Pathway of CPSA biosynthesis.

The enzymes responsible for the synthesis of the first sugar, AADGal, in the tetrameric repeat, and the enzyme that catalyzes the transfer of this sugar to the bactoprenol anchor have been well characterized [33]. AADGal is synthesized by the sequential action of a dehydratase and an aminotransferase, which is then transferred to the bactoprenyl anchor by a hexose phosphate initiating transferase. Within the CPSA biosynthesis locus, there is a predicted aminotransferase gene, wcfR, and a hexose phosphate initiating transferase, wcfS, but no predicted dehydratase was found. However, a gene encoding a potential dehydratase, ungD2, has been identified elsewhere in the B. fragilisgenome. When this gene was knocked out by Coyne et al, they found out that, synthesis of the seven out of the eight capsular polysaccharides was stopped. Initial studies with UngD2 and WcfR did not show any promise in the synthesis of AADGal. Hence a previously well characterized dehydratase, PglF [34], from Campylobacter jejuniwas used to provide the substrate needed for WcfR function. The coupling of these enzymes together led to the production of AADGal (Figure 6) [35, 36]. This also points to the notion that depending on homology alone for functional assignment of genes, is not always right, and wet lab results are needed to confirm the function of the gene product.

Figure 6.

Biosynthesis of AADGal.

The synthesized UDP-AADGal was further used as a potential substrate for WcfS, identified as the initiating hexose phosphate transferase. Studies done by Mostafavi et al. demonstrated that WcfS was indeed the initiating hexose phosphate transferase, which lead to the formation of the bactoprenyl linked monosaccharide (Figure 7) [33].

Figure 7.

Biosynthesis of bactoprenyl linked monosaccharide.

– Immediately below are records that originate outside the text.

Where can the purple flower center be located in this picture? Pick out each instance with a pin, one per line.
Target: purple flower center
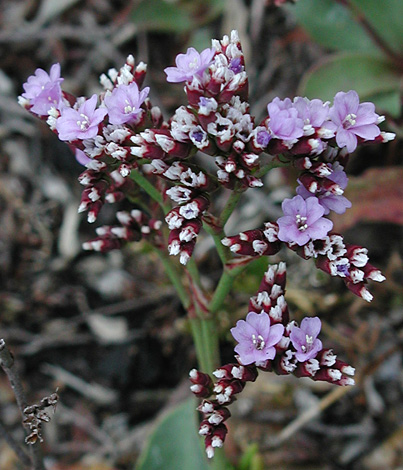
(307, 347)
(258, 342)
(197, 135)
(263, 138)
(349, 120)
(235, 65)
(301, 222)
(343, 269)
(83, 123)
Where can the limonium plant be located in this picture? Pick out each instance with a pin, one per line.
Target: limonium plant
(163, 169)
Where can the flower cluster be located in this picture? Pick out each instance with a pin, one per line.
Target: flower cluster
(267, 341)
(168, 171)
(120, 131)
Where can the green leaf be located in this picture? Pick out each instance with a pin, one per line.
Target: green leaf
(373, 78)
(386, 18)
(333, 26)
(161, 16)
(174, 444)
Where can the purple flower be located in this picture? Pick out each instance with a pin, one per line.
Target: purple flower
(256, 338)
(313, 112)
(350, 119)
(81, 157)
(329, 201)
(304, 339)
(43, 91)
(190, 64)
(302, 221)
(284, 122)
(124, 103)
(81, 123)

As mentioned previously, assembly of the polysaccharides in bacterial cells is done on a C55 bactoprenyl anchor. It is produced by the condensation of farnesyl diphosphate (FPP) to eight units of isopentenyl diphosphate (IPP), done by the enzyme undecaprenyl diphosphate synthase (UPPS). A major drawback of using this compound in in vitro assays is that, it does not have easily distinguishable chromophores associated to it, hence very few rapid assays are available to detect and quantify the activity of enzymes associated with polysaccharide synthesis. To circumvent this problem, the Troutman lab developed fluorescent analogues of the native bactoprenyl, which are easily traceable [25, 37]. Assays done using these analogues take a short time to reveal valuable information about the enzymes when compared to traditional assays, which follow the more tedious route of using radioactive labeled substrates. Mostafavi et al. used a p-nitroaniline bactoprenyl phosphate analogue to find out the function of WcfS (Figure 7) [33].

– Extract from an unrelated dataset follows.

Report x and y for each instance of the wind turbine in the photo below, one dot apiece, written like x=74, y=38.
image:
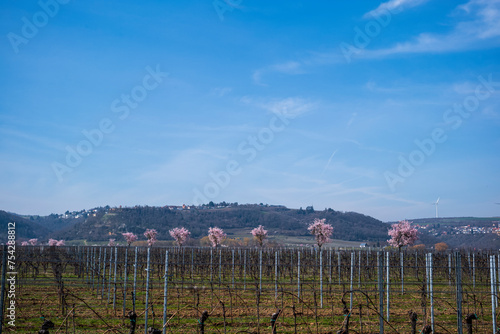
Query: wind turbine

2.2 Glycosyltransferases involved in CPSA biosynthesis

Cell surface polysaccharides are nothing but complex carbohydrates. They play important roles in a number of biological processes such as cell growth, cell to cell interactions, immune response, and inflammation. The polysaccharides are synthesized by a class of enzymes known as glycosyltransferases [38]. Glycosyltransferases are an enzyme superfamily responsible for the attachment of carbohydrate moieties to a wide array of acceptors that include nucleic acids, polysaccharides, proteins, lipids, and carbohydrates. The majority of glycosyltransferases are sugar nucleotide-dependent enzymes, and utilize nucleoside diphosphate sugars (NDP-sugars) as donors for the glycosidic bond formation. In other cases, the sugar donors can also be lipid phosphates and unsubstituted phosphate [39].

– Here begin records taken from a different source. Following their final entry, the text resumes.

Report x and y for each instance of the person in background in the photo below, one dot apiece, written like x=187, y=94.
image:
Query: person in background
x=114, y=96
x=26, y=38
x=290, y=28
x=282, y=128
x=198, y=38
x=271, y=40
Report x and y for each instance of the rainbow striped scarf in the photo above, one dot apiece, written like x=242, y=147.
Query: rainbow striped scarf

The glycosyltransferases have been classified by sequence homology into 96 families in the Carbohydrate Active enZyme database (CAZy), each of which catalyze the reaction as shown in Figure 8 [40]. Chain elongation of the oligosaccharide units in complex carbohydrates is achieved by the addition of monosaccharide units through the action of different glycosyltransferases in a specific sequence. The CAZy database provides a highly powerful predictive tool, as the structural fold and mechanism of action are invariant in most of the families [22]. Therefore, where the structure and mechanism of a glycosyltransferase member for a given family has been reported, some assumptions about other members of the family can be made. Substrate specificity, however, is more difficult to predict, and requires experimental characterization of individual glycosyltransferases.

Figure 8.

General reaction scheme for a glycosyltransferase (GTs).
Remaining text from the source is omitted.